8 min read
I've been dabbling with Gen AI
Building an AI-powered recipe organizer

You know those AI you’ve seen in sci-fi movies? Well it turns out they’re real, so I had to take one for spin.

I realized I had one problem that these LLMs seemed perfectly suited to solve: recipe organization.

Imagine you’re like me and your “cookbook” is just a Google Keep note with a list of the URLs for ~70 recipe blog posts from all over the web. Dealing with Keep on mobile kinda sucks but that’s a separate issue. Bigger concerns include the possibility that the author of the recipe might take it down or modify it. Then, there’s the hassle of fighting through ads and fluff to scroll down to the actual recipe. I realized it wouldn’t be too difficult to set up an app that can scrape those sites and hand them off to an LLM to extract the recipe and return it in some structured form like JSON.

So, I built Recipie, a simple recipe organizing tool where you can copy your list of recipe links from wherever you keep them and with a single click automatically import them into one place.

I don’t have it hosted publicly because Vertex is kind of expensive and I’m a miser, but here’s a demo to showcase it:

It has a few key features:

  • Import recipes from anywhere on the web!
  • Import many recipes at once
  • Import multiple recipes from a single page
  • View your recipes in full, including metadata like prep time where available
  • Simple auth (in this case, using Google OAuth)

How it works

I built Recipie using PocketBase as my backend framework, and had overall a fantastic experience working with it.

For each URL submitted via the import flow, a smartImport record is added to PocketBase’s built-in database. From there, I added a database event hook (super simple to set up) to listen for changes to the smartImport collection and, for each new record, kick off the import job.

The first step in the job is to scrape the text from the recipe’s web page. I actually struggled with this more than I expected; I found the available Golang scraping tools to be somewhat unintuitive.
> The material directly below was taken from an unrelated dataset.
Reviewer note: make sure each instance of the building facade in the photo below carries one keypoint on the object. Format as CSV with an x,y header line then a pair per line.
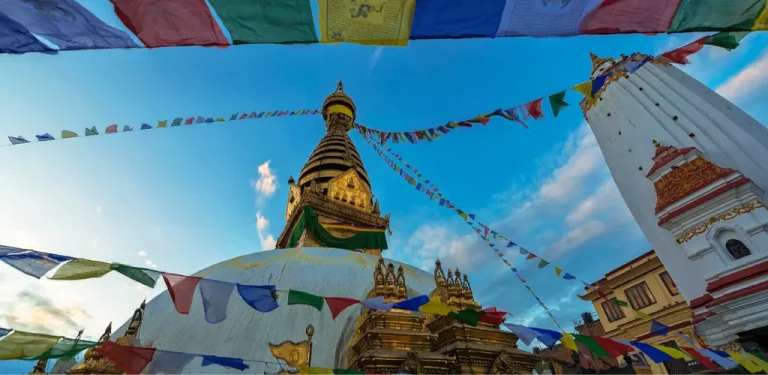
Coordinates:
x,y
690,166
647,287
In the end I was able to get goquery to work. From there, the worker appends the raw recipe text to my special prompt and sends the lot off to Google’s Vertex AI. Vertex responds with a JSON structure containing the recipe’s info, ingredients, and instructions, which the worker saves as a recipe record in the database. Throughout this process, the import job updates the smartImport record with its current status: notably, if any error is encountered and the job is unable to complete, it sets the status to “error” and halts.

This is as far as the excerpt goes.